A região MENA (Médio Oriente e Norte de África) registou um crescimento médio de 5% durante o período 2000-2010 (muito superior ao dos países ocidentais), sem que as minorias que estão no poder há trinta anos tenham abandonado as suas acções predatórias, reforçadas pela abertura das trocas económicas.

O esgotamento do modelo de Estado rentista foi agravado pela transformação de quase todas as repúblicas árabes em dinastias familiares. Este facto conduziu a um estreitamento da oferta política, criando uma fonte adicional de descontentamento, sem perspectivas de progresso social ou de satisfação internacional.
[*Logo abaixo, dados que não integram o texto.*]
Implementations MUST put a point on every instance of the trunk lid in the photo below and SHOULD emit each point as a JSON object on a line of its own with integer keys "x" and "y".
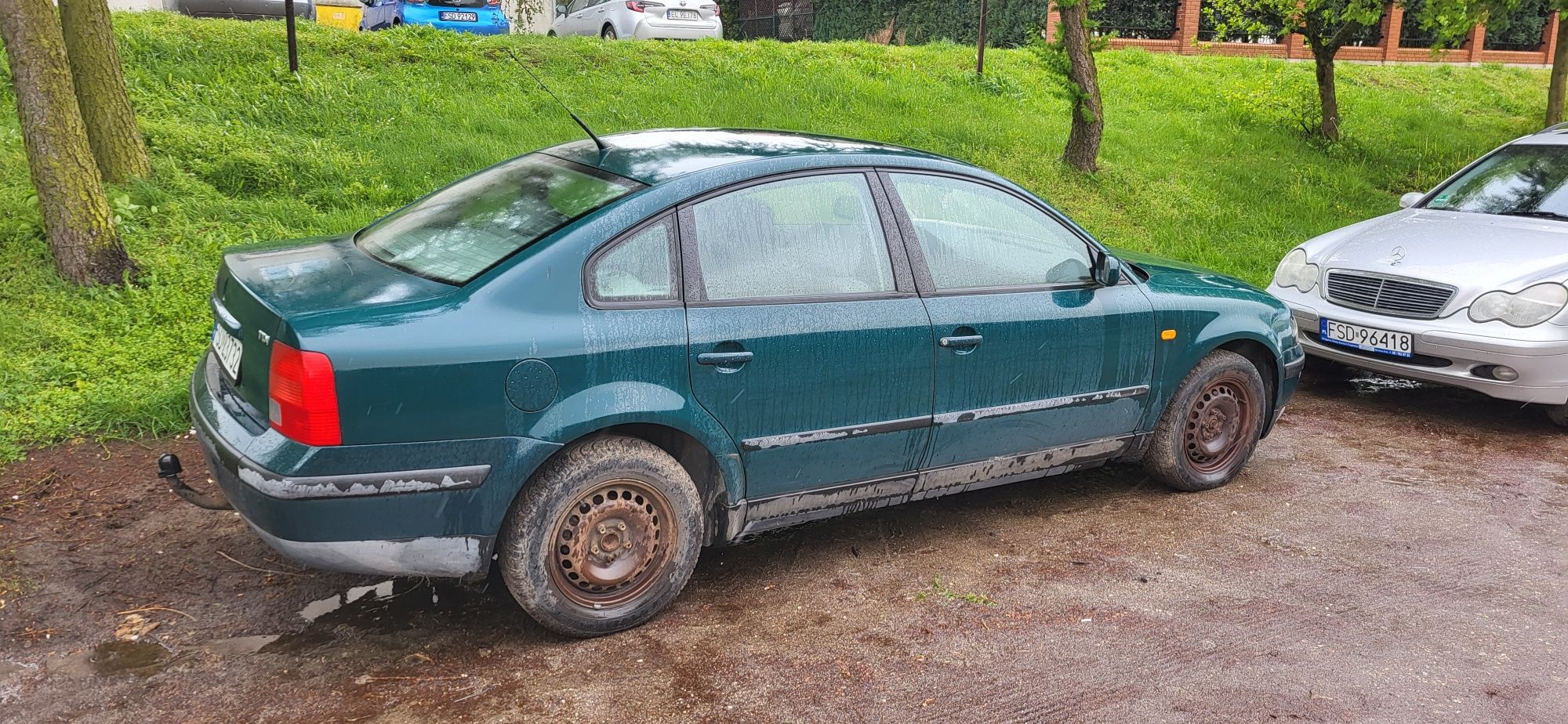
{"x": 263, "y": 291}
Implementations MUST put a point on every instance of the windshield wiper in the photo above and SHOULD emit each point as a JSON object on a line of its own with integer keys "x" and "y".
{"x": 1537, "y": 215}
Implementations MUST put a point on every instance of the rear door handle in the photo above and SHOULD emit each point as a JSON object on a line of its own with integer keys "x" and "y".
{"x": 962, "y": 341}
{"x": 724, "y": 360}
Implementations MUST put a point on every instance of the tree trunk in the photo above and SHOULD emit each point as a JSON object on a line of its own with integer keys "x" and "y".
{"x": 1089, "y": 121}
{"x": 70, "y": 192}
{"x": 1324, "y": 62}
{"x": 1556, "y": 87}
{"x": 101, "y": 90}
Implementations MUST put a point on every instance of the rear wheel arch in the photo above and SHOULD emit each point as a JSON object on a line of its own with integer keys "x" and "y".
{"x": 699, "y": 460}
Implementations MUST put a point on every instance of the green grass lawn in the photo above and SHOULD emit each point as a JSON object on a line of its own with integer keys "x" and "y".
{"x": 1200, "y": 162}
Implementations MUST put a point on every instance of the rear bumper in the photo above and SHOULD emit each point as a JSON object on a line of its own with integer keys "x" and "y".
{"x": 677, "y": 31}
{"x": 387, "y": 510}
{"x": 490, "y": 23}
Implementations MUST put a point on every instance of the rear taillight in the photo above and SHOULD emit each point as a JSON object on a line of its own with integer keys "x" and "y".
{"x": 303, "y": 396}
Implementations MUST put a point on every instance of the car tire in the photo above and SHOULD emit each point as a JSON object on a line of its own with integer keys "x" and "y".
{"x": 1211, "y": 427}
{"x": 603, "y": 538}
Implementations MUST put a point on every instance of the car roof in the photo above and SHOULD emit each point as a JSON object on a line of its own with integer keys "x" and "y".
{"x": 658, "y": 156}
{"x": 1558, "y": 136}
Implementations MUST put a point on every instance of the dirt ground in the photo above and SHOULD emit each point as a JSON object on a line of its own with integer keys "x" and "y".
{"x": 1395, "y": 554}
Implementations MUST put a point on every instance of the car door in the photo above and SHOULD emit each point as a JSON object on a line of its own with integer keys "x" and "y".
{"x": 1031, "y": 352}
{"x": 808, "y": 342}
{"x": 576, "y": 21}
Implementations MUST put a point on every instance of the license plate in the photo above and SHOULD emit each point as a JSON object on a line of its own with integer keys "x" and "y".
{"x": 1368, "y": 339}
{"x": 228, "y": 349}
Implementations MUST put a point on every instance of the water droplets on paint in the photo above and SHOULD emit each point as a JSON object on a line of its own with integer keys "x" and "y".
{"x": 1371, "y": 385}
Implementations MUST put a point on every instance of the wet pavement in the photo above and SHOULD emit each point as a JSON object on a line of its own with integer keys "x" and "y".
{"x": 1395, "y": 554}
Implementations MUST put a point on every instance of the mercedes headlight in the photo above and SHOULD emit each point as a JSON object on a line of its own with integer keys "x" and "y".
{"x": 1294, "y": 272}
{"x": 1523, "y": 310}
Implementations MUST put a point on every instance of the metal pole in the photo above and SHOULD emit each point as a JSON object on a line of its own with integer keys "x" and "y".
{"x": 294, "y": 43}
{"x": 981, "y": 45}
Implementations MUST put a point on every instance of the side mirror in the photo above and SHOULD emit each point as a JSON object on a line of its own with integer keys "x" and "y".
{"x": 1108, "y": 270}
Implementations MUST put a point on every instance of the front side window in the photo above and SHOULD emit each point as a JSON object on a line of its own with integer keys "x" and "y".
{"x": 1519, "y": 181}
{"x": 637, "y": 269}
{"x": 456, "y": 234}
{"x": 816, "y": 236}
{"x": 981, "y": 237}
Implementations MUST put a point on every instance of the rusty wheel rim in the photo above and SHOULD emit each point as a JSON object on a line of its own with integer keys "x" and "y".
{"x": 1219, "y": 422}
{"x": 612, "y": 545}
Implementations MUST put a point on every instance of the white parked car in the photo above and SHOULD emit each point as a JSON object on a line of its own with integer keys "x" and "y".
{"x": 644, "y": 20}
{"x": 1465, "y": 286}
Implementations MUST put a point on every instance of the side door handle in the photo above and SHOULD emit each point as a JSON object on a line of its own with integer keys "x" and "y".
{"x": 724, "y": 360}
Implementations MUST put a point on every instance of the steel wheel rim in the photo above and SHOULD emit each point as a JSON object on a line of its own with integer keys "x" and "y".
{"x": 1219, "y": 422}
{"x": 612, "y": 545}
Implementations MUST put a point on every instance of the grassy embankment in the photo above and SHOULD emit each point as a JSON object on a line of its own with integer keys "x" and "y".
{"x": 1202, "y": 162}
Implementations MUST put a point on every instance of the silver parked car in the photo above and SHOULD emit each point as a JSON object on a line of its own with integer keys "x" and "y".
{"x": 642, "y": 20}
{"x": 1465, "y": 286}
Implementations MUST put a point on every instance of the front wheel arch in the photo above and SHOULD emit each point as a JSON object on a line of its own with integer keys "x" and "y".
{"x": 1268, "y": 367}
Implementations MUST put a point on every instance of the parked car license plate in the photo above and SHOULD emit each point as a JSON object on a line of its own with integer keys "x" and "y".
{"x": 1370, "y": 339}
{"x": 228, "y": 349}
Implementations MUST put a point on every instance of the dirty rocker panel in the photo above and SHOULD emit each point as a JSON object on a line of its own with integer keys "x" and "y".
{"x": 757, "y": 516}
{"x": 943, "y": 419}
{"x": 1040, "y": 405}
{"x": 835, "y": 433}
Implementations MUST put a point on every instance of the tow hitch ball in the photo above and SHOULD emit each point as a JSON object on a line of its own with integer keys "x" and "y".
{"x": 170, "y": 469}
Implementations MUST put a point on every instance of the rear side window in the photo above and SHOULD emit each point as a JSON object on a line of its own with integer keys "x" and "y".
{"x": 981, "y": 237}
{"x": 637, "y": 269}
{"x": 816, "y": 236}
{"x": 456, "y": 234}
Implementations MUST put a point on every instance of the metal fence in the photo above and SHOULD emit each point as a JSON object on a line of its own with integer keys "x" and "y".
{"x": 793, "y": 26}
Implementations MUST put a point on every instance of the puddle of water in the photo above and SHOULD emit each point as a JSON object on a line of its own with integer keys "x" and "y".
{"x": 390, "y": 607}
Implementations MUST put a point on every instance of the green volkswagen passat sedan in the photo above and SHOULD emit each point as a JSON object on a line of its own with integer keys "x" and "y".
{"x": 587, "y": 364}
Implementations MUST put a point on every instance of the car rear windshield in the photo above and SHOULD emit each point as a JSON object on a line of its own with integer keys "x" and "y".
{"x": 462, "y": 231}
{"x": 1522, "y": 179}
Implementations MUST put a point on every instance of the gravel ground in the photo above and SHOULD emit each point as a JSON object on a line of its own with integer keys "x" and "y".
{"x": 1395, "y": 554}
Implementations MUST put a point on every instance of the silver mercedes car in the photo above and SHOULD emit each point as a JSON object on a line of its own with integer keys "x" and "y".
{"x": 1465, "y": 286}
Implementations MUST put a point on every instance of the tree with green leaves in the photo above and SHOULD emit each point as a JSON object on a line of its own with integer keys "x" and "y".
{"x": 1072, "y": 57}
{"x": 68, "y": 181}
{"x": 1327, "y": 26}
{"x": 101, "y": 90}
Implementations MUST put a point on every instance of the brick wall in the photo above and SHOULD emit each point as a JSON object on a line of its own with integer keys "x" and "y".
{"x": 1293, "y": 46}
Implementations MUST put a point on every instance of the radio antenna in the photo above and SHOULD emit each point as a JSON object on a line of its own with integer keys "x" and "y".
{"x": 597, "y": 142}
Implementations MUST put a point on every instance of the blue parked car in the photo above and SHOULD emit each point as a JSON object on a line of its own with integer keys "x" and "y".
{"x": 466, "y": 16}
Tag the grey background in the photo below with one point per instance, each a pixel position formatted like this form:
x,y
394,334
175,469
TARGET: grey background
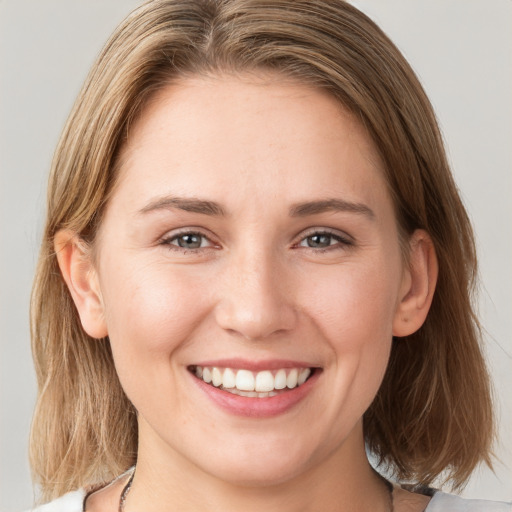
x,y
462,51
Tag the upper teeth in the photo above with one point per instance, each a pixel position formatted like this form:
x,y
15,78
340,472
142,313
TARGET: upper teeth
x,y
261,382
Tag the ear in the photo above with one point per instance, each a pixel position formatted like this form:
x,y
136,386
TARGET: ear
x,y
74,258
418,285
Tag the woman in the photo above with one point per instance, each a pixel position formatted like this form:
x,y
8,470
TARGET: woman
x,y
256,266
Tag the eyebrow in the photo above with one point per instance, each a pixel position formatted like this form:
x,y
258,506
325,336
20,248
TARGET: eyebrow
x,y
205,207
188,204
327,205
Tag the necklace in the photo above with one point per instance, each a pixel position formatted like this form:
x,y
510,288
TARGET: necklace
x,y
127,487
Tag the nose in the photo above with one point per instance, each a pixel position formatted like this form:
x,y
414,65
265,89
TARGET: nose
x,y
256,300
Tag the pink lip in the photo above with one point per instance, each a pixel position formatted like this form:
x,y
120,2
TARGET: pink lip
x,y
256,407
255,366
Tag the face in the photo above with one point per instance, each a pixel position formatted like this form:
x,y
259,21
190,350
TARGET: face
x,y
251,245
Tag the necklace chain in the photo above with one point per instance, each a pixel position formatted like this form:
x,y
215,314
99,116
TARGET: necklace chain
x,y
128,486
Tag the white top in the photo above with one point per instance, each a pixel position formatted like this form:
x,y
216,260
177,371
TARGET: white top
x,y
441,502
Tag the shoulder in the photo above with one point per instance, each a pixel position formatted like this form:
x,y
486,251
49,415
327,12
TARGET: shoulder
x,y
442,502
70,502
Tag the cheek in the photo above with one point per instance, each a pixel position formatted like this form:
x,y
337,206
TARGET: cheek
x,y
150,310
354,304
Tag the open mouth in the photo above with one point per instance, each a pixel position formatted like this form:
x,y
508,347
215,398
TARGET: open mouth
x,y
262,384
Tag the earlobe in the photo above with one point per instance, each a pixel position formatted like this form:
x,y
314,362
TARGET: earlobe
x,y
73,256
418,285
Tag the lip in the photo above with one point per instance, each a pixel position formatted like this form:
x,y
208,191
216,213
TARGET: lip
x,y
257,407
255,366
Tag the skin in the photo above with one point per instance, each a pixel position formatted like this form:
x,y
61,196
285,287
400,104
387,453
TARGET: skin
x,y
256,289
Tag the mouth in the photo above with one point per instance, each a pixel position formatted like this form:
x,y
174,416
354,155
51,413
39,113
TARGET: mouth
x,y
253,384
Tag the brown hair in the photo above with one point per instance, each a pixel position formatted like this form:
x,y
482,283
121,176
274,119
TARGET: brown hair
x,y
429,416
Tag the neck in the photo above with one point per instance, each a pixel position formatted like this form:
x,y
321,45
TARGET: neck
x,y
343,482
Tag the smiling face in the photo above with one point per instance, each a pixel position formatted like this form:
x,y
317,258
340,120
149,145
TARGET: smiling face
x,y
250,243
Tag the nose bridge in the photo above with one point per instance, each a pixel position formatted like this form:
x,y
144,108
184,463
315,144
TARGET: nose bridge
x,y
255,302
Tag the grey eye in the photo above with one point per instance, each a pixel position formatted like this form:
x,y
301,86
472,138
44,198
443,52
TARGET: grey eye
x,y
189,241
319,240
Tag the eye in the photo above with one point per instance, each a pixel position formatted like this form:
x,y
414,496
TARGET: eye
x,y
323,240
188,240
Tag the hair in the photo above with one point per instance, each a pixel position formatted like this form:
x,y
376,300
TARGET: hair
x,y
432,416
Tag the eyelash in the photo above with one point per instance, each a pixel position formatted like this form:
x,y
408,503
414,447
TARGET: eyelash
x,y
342,241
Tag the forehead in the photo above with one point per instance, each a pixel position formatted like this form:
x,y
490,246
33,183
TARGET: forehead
x,y
235,135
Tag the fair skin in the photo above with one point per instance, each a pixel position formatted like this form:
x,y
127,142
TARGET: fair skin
x,y
251,229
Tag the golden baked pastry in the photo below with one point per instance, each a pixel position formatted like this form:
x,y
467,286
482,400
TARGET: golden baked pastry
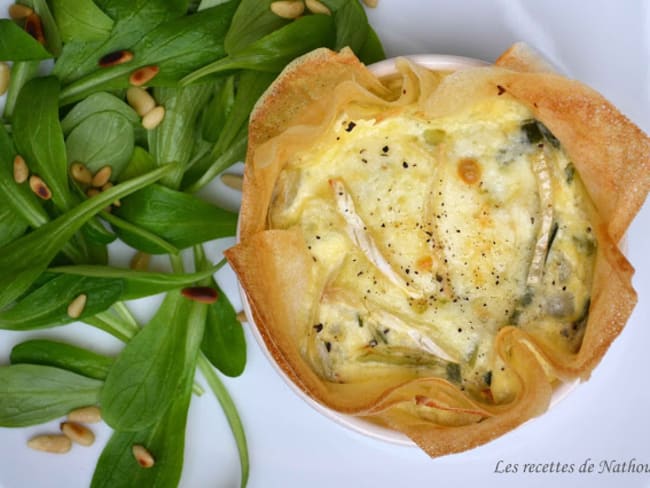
x,y
436,251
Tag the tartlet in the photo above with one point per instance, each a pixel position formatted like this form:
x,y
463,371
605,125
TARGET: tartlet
x,y
434,252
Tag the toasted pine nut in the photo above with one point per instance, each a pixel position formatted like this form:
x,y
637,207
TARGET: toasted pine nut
x,y
5,76
57,444
201,294
102,176
153,118
143,75
115,58
34,27
21,171
19,12
140,100
81,174
140,261
288,9
236,182
78,433
142,456
39,187
316,7
87,415
76,306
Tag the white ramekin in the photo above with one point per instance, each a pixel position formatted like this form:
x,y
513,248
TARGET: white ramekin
x,y
383,68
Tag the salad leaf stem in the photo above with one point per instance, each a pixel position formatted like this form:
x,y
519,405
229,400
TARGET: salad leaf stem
x,y
230,410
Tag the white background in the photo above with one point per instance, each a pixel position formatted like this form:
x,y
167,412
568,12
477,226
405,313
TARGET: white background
x,y
606,44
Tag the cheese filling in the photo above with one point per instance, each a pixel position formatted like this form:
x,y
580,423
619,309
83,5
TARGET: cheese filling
x,y
428,236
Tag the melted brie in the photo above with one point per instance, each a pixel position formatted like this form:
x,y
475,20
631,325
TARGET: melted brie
x,y
429,235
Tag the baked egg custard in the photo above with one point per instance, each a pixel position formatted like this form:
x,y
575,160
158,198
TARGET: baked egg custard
x,y
435,252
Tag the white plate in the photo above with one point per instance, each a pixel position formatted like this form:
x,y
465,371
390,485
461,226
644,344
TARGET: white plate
x,y
603,43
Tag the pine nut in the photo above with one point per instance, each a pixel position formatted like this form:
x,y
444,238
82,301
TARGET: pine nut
x,y
143,75
153,118
316,7
21,171
115,58
57,444
102,176
140,100
34,27
78,433
288,9
5,76
39,187
19,12
76,306
81,174
87,415
201,294
140,261
236,182
142,456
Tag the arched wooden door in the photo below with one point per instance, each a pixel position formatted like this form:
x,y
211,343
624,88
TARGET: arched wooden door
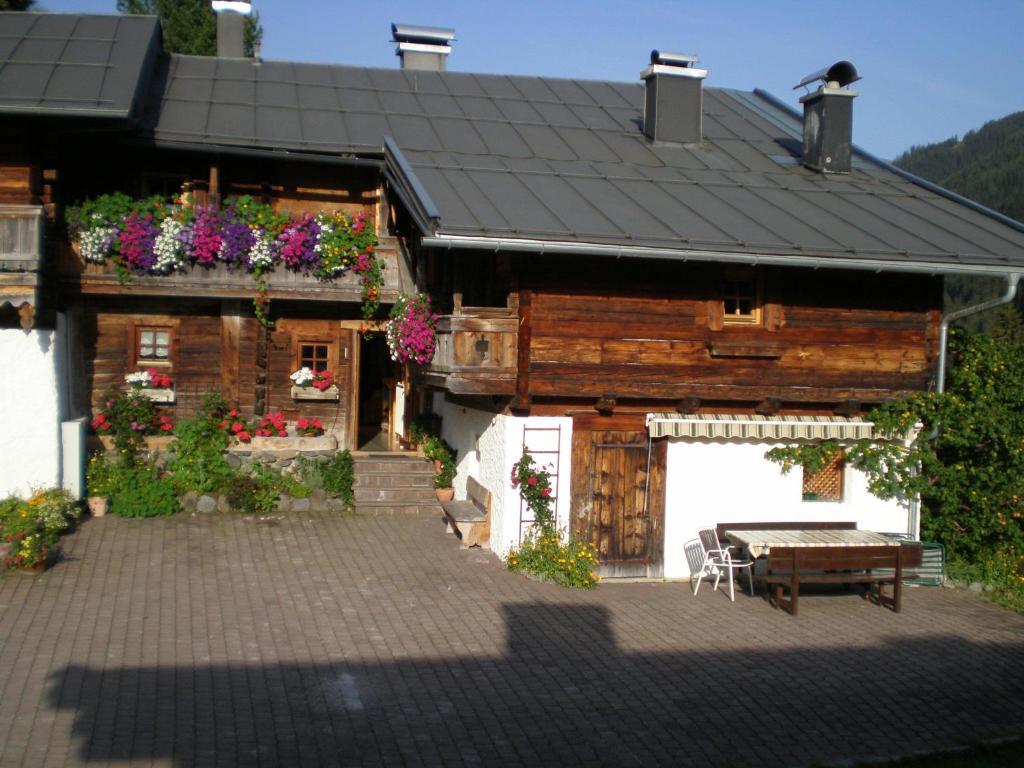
x,y
617,501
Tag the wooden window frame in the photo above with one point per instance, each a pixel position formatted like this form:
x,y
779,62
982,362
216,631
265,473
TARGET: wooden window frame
x,y
735,278
136,330
332,351
837,468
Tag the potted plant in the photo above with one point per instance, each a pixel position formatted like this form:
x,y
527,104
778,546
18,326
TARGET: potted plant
x,y
152,384
100,481
443,480
313,385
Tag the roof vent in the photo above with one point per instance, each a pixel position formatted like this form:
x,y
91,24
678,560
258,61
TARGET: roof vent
x,y
673,97
422,47
231,28
828,118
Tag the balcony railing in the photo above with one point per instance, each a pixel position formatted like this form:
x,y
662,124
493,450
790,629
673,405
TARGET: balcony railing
x,y
219,281
476,352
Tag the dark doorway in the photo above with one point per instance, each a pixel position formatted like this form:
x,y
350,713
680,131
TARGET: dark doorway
x,y
376,383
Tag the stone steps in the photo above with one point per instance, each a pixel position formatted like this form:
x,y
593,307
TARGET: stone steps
x,y
396,483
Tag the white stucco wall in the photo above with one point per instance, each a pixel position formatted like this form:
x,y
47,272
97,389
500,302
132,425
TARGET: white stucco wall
x,y
30,411
488,444
713,481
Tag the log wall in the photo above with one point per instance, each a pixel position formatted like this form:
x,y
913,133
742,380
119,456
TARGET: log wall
x,y
642,331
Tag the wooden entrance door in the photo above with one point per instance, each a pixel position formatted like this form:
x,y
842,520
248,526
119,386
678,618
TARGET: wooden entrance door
x,y
617,503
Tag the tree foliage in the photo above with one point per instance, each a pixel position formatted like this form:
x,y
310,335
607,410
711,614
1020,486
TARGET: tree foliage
x,y
190,26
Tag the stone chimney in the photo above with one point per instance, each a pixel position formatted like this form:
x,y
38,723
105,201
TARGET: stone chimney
x,y
231,28
673,97
422,47
828,119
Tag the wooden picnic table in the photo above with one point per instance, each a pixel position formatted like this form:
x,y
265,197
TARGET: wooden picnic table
x,y
822,556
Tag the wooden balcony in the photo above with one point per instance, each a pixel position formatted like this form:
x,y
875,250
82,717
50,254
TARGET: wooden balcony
x,y
218,282
476,352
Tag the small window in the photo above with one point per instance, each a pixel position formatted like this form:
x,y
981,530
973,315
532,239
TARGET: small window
x,y
153,346
825,485
741,298
314,355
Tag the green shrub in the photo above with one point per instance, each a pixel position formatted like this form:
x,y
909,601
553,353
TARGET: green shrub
x,y
544,553
128,417
142,493
424,425
197,459
101,476
251,495
338,475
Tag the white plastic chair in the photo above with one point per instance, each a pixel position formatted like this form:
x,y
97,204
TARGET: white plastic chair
x,y
718,560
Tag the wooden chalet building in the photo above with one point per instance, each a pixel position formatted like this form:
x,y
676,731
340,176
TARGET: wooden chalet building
x,y
647,285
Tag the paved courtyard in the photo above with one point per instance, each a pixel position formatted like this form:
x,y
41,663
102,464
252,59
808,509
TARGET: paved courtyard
x,y
320,640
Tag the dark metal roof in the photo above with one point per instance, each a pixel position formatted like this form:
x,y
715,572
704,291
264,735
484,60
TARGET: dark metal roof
x,y
86,66
563,160
531,159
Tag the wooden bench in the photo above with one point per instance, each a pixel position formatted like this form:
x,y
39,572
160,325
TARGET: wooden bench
x,y
791,566
470,519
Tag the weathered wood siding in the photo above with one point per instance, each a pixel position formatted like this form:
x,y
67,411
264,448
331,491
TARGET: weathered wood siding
x,y
649,332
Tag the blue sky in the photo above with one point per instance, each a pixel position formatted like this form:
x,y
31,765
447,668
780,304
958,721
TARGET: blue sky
x,y
932,69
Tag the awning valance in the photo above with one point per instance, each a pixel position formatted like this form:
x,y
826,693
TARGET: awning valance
x,y
760,427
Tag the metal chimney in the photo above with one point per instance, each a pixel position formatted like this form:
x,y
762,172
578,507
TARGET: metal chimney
x,y
673,97
231,28
422,47
828,119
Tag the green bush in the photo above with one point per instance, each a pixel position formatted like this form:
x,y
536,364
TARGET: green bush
x,y
142,493
197,459
544,553
338,475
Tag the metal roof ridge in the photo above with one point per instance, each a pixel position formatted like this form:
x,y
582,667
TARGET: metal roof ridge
x,y
527,245
886,165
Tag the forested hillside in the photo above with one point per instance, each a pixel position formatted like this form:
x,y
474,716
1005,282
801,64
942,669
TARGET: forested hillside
x,y
987,166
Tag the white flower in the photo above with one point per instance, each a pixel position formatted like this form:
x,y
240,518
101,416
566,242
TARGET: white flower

Em termos de intensidade, a revolta árabe de 2011 foi assim equiparada aos grandes períodos da história dos protestos do final do século XVIII e de meados do século XIX (por volta de 1848), que, apesar de terem sido todos suprimidos, estabeleceram a ideia do Estado-nação moderno em todo o mundo. Do mesmo modo, após a Primeira Guerra Mundial (1914-1918), as revoluções bolcheviques e as revoltas dos anos 60 deram um impulso ao fenómeno da descolonização.

A Tunísia foi um sinal de alarme para os gerontocratas árabes. Mas, longe de ser um efeito dominó, o ponto de viragem da Tunísia, visto do sul do Mediterrâneo, foi mais um efeito boomerang.

A aposta egípcia na criação de uma milícia sunita no Líbano (numa altura em que o descontentamento eleitoral e os protestos populares grassavam no Egipto), foi a marca de uma absoluta aberração mental; um acto suicida de desvio por parte do regime egípcio que teve como efeito a carbonização total do seu regime, num contexto de crescente empobrecimento da população, em paralelo com a venda dos activos energéticos do Egipto a Israel.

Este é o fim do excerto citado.